Vielmehr geht es um die Kunstwerke, die er 1943 „auf Anraten deutscher Museumsdirektoren (…) zur Vermeidung von Bombenschäden (…) dem deutschen Museums-Kunstschutz zur Aufbewahrung übergeben“ hat. Sie vor Bombenschäden zu schützen, war ein guter Grund. Ein weiterer war, dass nach der Niederlage von Stalingrad (Februar 1943), nun auch zunehmend Personen zum Kriegsdienst einberufen wurden, die bis dahin davon befreit waren.[3] Insofern lag es nahe, für den Fall der Fälle Vorsorge zu treffen und die wertvollsten Teile des Besitzes an möglichst sichere Orte zu verbringen. Aus den Versandpapieren der Firma Schenker geht hervor, dass Wüster am 8. Oktober 1943 seine wertvollsten Gemälde in fünf Kisten an das Rheinische Landesmuseum in Bonn schickt.[4] Diese sollen, ebenso wie ein weiteres Gemälde, das Leegenhoek nach Bonn versendet, dort zu seiner weiteren Verfügung gehalten werden.
An Ende des Krieges befinden sich die Kunstwerke Wüsters dann an folgenden Auslagerungsorten:

 

 [Zu diesen Orten und den sich dort befindlichen Gemälden Wüsters siehe die entsprechenden Unterseiten.]

 

 

[1] Nähere Angaben zu diesem Gemälde finden Sie in der Datenbank des Französischen Kulturministeriums zu den Musées Nationaux Récupération (MNR), wo es unter der Nummer MNR 876 gelistet ist.

[2] Zur Orientierung die Zeitpunkte, an denen die Wohnungen folgender Herren unter Sequester gestellt wurden:

Rochlitz 28.02.1945 > Journal officiel de la République française.
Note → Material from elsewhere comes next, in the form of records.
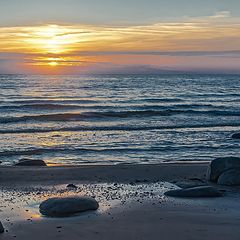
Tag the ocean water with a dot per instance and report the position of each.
(118, 119)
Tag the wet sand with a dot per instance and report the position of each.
(132, 204)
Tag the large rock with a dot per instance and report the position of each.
(1, 228)
(220, 165)
(230, 177)
(236, 136)
(31, 162)
(195, 192)
(67, 206)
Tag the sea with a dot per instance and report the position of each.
(118, 119)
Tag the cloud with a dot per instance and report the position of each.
(163, 44)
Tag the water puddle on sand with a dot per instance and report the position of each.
(22, 204)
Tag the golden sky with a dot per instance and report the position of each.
(208, 42)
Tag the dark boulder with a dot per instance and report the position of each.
(67, 206)
(236, 136)
(220, 165)
(31, 162)
(1, 228)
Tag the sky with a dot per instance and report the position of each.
(128, 36)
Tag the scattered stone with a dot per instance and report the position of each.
(1, 228)
(67, 206)
(236, 136)
(195, 192)
(72, 186)
(30, 162)
(230, 177)
(220, 165)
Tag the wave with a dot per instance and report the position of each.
(116, 128)
(55, 106)
(79, 151)
(64, 117)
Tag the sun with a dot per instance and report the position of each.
(53, 64)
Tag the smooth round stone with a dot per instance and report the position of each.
(67, 206)
(31, 162)
(230, 177)
(220, 165)
(1, 228)
(236, 136)
(195, 192)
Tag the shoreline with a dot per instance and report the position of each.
(16, 175)
(131, 199)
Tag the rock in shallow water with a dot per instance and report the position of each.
(236, 136)
(1, 228)
(220, 165)
(31, 162)
(195, 192)
(64, 207)
(230, 177)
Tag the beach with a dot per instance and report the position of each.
(131, 199)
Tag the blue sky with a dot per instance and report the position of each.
(113, 12)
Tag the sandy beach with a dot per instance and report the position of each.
(131, 198)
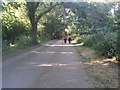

Lois et décrets. 1945-04-01, S. 1840
Breker 04.05.1945 > Journal officiel de la République française. Lois et décrets. 13.06.1945, S. 3471
Avogli-Trotti 23.08.1945 > Journal officiel de la République française. Lois et décrets. 1945-10-15. > Source gallica.bnf.fr / BnF

[3] So waren etwa  die ihm nahestehenden F. Muthmann ab März und H. Apffelstaedt ab April 1943 zum Kriegsdienst eingezogen.